Pourquoi donc augmentons-nous volontairement notre misère ? Dites-moi, je vous prie, si vous pouviez commodément vivre sans maison, ne préféreriez-vous pas cet état à l'assujettissement d'une maison ? Pourquoi donc multipliez-vous à plaisir les marques de votre infirmité ? Ne disons-nous pas Adam heureux, pour n'avoir eu besoin de personne, ni de maisons, ni d'habits? Oui, certes, me répondrez-vous; mais maintenant nous sommes dans cette nécessité. Et pourquoi donc l'augmentons-nous ? Si plusieurs se retranchent beaucoup de choses et de celles même qui sont nécessaires, comme domestiques, argent, maison, quelle excuse aurons-nous, nous qui passons bien au delà du nécessaire ? Plus vous accroissez votre cortège, plus vous vous enfoncez dans la servitude : plus vous vous créez de besoins, plus vous diminuez votre liberté.
N'avoir besoin de personne, c'est en quoi consiste la véritable liberté : et n'avoir besoin que de peu de chose, c'est ce qui en approche le plus; telle est la liberté dont jouissent les anges et ceux qui les imitent. Pensez donc combien il est louable de se procurer cette liberté dans un corps mortel. Saint Paul y exhortait les Corinthiens, en disant: «Or, je voudrais vous les épargner» ; et : «De peur que ces personnes ne souffrent dans leur chair des afflictions et des peines ». (7,28) La raison pour laquelle on appelle l'argent «bien», c'est afin que nous nous en servions dans nos besoins, et non afin que nous le gardions et nous le cachions en terre : car ce n'est point là posséder, mais c'est être possédé. Si nous cherchons à entasser les richesses, et non à les mettre à profit, nous renversons l'ordre. Nos richesses nous possèdent, et ce n'est point nous qui les possédons.

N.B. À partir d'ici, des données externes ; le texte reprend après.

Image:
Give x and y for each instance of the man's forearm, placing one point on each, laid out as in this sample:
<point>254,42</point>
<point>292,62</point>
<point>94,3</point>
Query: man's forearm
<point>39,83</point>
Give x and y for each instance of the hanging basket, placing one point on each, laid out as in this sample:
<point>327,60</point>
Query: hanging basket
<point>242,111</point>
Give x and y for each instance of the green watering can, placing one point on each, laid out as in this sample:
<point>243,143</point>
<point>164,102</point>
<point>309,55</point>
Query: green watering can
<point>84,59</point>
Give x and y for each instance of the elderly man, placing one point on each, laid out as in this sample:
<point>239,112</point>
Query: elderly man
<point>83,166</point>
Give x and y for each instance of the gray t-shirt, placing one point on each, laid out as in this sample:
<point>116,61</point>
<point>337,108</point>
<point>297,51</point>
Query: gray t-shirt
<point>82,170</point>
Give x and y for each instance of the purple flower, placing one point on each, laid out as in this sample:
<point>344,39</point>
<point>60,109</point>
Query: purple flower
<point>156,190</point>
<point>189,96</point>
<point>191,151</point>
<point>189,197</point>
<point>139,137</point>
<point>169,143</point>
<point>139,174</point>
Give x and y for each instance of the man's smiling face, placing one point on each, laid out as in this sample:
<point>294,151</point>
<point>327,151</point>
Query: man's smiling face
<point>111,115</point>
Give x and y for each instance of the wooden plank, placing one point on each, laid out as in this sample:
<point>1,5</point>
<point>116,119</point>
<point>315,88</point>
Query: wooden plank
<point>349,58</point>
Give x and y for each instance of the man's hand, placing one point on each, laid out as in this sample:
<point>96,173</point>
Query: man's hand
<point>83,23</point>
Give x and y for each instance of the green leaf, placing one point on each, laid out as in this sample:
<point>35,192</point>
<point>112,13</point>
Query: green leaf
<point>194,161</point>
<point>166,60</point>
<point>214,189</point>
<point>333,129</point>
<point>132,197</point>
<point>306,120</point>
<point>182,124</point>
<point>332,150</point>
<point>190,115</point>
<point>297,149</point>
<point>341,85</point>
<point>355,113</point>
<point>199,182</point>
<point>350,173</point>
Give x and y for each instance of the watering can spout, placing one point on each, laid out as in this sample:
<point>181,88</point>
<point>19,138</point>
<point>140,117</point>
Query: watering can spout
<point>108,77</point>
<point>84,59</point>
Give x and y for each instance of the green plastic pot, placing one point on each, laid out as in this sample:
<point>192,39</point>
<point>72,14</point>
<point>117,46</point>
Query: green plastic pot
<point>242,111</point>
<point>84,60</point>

Délivrons-nous donc de cette cruelle servitude, et mettons-nous enfin en liberté. Pourquoi nous faisons-nous tant de chaînes et de tant d'espèces ? N'êtes-vous pas déjà assez enchaînés par les liens de la nature, par les nécessités de la vie, par une foule d'affaires? Faut-il que vous vous tendiez encore des filets, pour vous y prendre les pieds ? Et comment pourrez-vous vous élever au ciel et vous tenir dans une si grande élévation ? Ce serait déjà un grand point de gagné que d'avoir rompu tous ces liens, afin de pouvoir entrer dans la céleste cité d'en-haut. Tant d'autres obstacles s'y opposent : mais voulons-nous les surmonter et les vaincre tous, et tout à la fois, embrassons la pauvreté. C'est la voie pour obtenir la vie éternelle, par la grâce et la bonté de notre Seigneur Jésus Christ, à qui appartient la gloire, dans tous les siècles des siècles. Amen.